Hydration and Confinement Effects on Horse Heart Myoglobin Adsorption in Mesoporous TiO2

Abstract

Despite the intensive research on protein adsorption in mesoporous materials, the effect of (de)hydration and confinement on the adsorbed protein's stability and activity is poorly understood. In this paper, we study the effect of differences in structural features (pore size) and drying time on the adsorption and structural stability of horse heart myoglobin (hhMb) on mesoporous titanium dioxide. Infrared spectroscopy (DRIFT) and thermal analysis (TGA) coupled to a quadrupole mass spectrometer (TGA-MS) were used to evaluate the impact of the confinement in different pores and hydration on the myoglobin secondary structure. Electron paramagnetic spectroscopy (EPR) was applied to identify the changes in the heme and its close surrounding.

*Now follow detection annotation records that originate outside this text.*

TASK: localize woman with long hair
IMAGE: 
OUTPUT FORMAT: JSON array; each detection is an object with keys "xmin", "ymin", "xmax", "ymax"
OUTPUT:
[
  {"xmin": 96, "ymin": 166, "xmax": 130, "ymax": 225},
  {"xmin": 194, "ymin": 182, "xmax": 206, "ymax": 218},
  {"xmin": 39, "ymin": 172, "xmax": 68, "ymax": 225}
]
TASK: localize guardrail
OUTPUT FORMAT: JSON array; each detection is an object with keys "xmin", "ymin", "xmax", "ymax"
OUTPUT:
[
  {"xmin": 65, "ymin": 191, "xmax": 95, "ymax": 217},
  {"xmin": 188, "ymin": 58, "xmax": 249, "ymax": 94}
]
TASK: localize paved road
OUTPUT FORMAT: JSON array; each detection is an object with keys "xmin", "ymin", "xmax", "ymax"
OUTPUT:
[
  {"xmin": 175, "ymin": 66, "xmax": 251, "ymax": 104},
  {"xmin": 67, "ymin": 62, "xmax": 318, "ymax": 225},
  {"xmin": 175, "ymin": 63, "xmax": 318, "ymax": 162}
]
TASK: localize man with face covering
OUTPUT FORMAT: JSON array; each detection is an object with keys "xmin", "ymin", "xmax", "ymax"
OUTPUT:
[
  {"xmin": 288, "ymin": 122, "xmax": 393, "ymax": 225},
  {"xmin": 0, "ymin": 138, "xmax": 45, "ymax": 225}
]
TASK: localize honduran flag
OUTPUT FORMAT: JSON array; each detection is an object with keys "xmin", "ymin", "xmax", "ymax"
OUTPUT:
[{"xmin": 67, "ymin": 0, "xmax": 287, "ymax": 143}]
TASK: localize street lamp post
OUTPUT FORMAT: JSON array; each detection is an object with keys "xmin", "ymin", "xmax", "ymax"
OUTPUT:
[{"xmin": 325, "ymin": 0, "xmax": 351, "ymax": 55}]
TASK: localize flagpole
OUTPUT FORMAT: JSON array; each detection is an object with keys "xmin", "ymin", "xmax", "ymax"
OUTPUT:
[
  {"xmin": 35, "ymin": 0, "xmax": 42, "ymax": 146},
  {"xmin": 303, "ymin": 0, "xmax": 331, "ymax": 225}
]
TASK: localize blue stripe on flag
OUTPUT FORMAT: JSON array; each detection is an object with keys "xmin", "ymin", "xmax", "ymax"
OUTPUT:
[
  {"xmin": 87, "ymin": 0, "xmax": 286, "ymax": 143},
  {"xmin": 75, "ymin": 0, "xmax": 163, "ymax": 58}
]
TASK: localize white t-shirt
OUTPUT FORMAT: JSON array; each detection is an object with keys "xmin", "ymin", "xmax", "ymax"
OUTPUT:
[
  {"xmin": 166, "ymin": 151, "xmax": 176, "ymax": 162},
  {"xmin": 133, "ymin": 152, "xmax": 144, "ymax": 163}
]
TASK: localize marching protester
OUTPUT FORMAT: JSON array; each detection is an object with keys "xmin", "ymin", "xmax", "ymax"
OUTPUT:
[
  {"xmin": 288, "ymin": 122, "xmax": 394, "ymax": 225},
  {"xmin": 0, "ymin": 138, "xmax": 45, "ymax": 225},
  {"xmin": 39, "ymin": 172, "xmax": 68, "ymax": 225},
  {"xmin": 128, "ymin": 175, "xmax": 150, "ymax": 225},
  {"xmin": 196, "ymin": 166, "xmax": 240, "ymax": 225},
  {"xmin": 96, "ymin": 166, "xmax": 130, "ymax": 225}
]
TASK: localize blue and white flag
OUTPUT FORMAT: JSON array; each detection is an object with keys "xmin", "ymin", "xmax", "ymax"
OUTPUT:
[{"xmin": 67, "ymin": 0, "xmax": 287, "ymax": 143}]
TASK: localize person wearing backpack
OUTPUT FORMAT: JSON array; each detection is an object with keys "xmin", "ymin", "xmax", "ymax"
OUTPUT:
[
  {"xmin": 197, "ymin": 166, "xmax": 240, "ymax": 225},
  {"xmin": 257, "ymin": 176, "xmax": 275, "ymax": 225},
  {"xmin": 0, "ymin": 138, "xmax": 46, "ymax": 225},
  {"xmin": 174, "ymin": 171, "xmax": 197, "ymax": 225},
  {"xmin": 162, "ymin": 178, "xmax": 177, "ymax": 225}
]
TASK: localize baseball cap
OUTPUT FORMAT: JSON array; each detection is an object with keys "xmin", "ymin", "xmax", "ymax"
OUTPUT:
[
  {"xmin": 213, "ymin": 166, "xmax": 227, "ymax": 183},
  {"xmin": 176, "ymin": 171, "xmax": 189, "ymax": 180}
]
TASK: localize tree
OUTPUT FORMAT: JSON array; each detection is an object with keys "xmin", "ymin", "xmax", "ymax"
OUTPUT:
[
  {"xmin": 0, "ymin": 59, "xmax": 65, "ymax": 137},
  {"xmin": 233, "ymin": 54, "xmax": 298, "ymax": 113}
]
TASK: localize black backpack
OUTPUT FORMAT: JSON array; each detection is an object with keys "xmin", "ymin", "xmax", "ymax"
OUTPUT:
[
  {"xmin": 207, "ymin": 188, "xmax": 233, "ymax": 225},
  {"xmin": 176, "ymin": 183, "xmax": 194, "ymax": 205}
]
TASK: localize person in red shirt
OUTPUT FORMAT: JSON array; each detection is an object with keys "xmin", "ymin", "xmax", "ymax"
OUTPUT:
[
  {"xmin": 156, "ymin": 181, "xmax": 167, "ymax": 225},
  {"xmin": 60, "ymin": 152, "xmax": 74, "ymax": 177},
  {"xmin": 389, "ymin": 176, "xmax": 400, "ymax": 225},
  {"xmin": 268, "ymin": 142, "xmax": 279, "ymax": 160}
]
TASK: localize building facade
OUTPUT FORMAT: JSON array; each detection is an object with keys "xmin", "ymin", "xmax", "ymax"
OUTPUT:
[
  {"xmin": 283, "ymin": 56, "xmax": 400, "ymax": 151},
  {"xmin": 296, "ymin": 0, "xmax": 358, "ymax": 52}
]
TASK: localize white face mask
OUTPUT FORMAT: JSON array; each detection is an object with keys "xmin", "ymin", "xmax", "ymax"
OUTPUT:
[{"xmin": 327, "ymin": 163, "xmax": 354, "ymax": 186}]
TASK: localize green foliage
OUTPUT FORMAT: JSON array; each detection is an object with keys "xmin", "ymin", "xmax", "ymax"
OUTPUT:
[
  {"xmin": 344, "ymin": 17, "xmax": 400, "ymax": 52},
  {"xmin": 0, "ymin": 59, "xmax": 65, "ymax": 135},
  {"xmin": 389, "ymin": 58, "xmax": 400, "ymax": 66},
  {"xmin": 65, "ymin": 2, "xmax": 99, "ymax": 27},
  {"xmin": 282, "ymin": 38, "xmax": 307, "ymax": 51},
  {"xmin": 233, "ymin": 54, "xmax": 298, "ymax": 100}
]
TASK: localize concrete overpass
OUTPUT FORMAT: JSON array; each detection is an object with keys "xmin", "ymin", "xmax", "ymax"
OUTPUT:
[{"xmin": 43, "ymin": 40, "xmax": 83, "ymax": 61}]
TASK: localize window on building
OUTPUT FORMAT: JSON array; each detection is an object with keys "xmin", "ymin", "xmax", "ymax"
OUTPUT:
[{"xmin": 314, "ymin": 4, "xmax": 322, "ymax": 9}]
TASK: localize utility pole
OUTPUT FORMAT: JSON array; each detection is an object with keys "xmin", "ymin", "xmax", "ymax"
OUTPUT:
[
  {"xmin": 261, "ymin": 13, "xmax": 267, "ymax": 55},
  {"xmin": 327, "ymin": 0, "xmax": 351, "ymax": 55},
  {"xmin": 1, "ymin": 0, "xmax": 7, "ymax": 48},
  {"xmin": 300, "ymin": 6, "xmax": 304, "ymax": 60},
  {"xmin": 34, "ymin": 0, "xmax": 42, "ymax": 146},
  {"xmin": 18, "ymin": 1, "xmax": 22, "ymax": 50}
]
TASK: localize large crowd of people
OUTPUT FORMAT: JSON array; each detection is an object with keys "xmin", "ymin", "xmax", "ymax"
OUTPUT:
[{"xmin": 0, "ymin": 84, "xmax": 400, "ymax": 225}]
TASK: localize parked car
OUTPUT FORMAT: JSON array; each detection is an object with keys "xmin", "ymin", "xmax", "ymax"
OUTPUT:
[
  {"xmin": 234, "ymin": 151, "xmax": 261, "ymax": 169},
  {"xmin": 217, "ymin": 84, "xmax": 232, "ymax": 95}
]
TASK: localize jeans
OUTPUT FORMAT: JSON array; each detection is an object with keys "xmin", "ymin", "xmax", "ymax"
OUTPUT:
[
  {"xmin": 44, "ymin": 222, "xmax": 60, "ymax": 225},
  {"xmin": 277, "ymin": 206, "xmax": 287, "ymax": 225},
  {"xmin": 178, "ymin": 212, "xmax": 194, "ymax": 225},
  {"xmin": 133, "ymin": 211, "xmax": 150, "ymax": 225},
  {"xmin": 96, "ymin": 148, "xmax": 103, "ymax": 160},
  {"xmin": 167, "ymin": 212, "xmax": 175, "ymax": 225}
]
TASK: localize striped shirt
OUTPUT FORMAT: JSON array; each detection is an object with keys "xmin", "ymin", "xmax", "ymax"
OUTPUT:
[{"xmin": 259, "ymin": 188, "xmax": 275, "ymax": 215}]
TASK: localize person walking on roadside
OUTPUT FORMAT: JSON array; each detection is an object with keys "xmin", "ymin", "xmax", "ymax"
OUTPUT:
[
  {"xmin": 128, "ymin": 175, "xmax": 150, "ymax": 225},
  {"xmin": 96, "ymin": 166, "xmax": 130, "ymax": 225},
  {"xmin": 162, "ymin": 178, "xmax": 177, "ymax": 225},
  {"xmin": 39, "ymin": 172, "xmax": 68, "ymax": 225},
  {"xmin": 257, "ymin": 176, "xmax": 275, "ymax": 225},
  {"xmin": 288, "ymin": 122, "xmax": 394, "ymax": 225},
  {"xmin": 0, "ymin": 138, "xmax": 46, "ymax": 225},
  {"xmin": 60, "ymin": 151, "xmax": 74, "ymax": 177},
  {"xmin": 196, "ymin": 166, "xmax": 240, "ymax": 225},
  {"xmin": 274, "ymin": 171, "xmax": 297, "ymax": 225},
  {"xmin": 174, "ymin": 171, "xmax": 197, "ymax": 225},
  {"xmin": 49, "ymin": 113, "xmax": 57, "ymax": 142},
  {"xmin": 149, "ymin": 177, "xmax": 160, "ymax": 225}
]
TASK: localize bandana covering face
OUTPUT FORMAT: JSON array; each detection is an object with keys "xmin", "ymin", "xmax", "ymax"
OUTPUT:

The peroxidase-like activity of myoglobin toward 2,2'-azinobis(3-ethylbenzthiazoline-6-sulfonic acid) (ABTS) in the presence of hydrogen peroxide allowed us to detect changes in the protein activity after adsorption in pores with different sizes and drying for different periods of time. The results show a clear effect of the pore size and drying time on the secondary structure of hhMb, which is confirmed by differences induced in the catalytic activity of the adsorbed proteins. Therefore, we recommend evaluating the effect of both hydration and confinement in future applications involving biomolecule adsorption in porous matrices.